Rumors of a smugglers' tunnel had swirled within the anti-drug community for months. But sources said that a painstaking federal search had turned up nothing until Army geologists, using advanced seismic profiling equipment, detected a suspicious hollow area about 30 feet beneath the Earth's surface near the Douglas border crossing.

The 5-foot-tall passage linked a luxury home in Agua Prieta, Mexico, to a warehouse across the border in Arizona, where tractor-trailers and other rigs apparently were loaded with thousands of pounds of cocaine and dispatched to delivery points elsewhere in the United States.

Federal agents, who had recently begun surveillance of the site, seized more than a ton of cocaine and arrested two men near Phoenix on May 11 after following a truck from the suspect loading dock.

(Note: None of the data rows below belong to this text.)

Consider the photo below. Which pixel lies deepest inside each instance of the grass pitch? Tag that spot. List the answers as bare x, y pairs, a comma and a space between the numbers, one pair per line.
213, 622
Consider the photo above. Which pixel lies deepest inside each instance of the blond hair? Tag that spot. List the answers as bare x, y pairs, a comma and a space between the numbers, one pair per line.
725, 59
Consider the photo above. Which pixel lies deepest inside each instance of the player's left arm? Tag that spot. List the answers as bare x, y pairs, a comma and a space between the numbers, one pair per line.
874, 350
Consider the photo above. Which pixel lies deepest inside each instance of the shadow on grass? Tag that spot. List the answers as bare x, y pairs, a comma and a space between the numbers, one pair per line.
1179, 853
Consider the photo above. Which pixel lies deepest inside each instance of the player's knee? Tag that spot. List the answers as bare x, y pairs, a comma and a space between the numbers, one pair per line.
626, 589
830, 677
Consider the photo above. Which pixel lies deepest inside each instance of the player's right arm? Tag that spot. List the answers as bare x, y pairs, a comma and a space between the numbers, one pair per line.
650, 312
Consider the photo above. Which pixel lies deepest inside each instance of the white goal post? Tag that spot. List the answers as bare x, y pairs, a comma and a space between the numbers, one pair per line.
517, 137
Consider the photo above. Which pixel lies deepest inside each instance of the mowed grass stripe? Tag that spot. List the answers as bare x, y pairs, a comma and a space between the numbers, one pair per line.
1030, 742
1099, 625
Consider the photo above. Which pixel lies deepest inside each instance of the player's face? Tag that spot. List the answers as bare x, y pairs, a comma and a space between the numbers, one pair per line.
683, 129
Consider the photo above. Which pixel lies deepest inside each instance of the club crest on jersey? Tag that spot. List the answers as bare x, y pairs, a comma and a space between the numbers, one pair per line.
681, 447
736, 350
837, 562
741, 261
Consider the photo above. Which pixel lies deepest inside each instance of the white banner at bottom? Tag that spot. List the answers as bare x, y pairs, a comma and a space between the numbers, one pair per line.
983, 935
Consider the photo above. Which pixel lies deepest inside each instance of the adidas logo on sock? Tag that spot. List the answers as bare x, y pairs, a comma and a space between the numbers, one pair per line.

Armed with jackhammers and torches, agents raided the warehouse and discovered the sophisticated tunnel late Thursday night. In a parallel strike, agents of the Mexican Federal Judicial Police raided the Agua Prieta home, owned by Mexican businessman Rafael Francisco Camarena.

The Mexican attorney general's office said two people were arrested in the house. Camarena is not in custody, and officials refused to say whether there was a warrant for his arrest.

He owns the Douglas Building Supply warehouse and a firm called Douglas Redi-Mix Concrete. Authorities said they believed he had used his own expertise to engineer the link between his home and warehouse.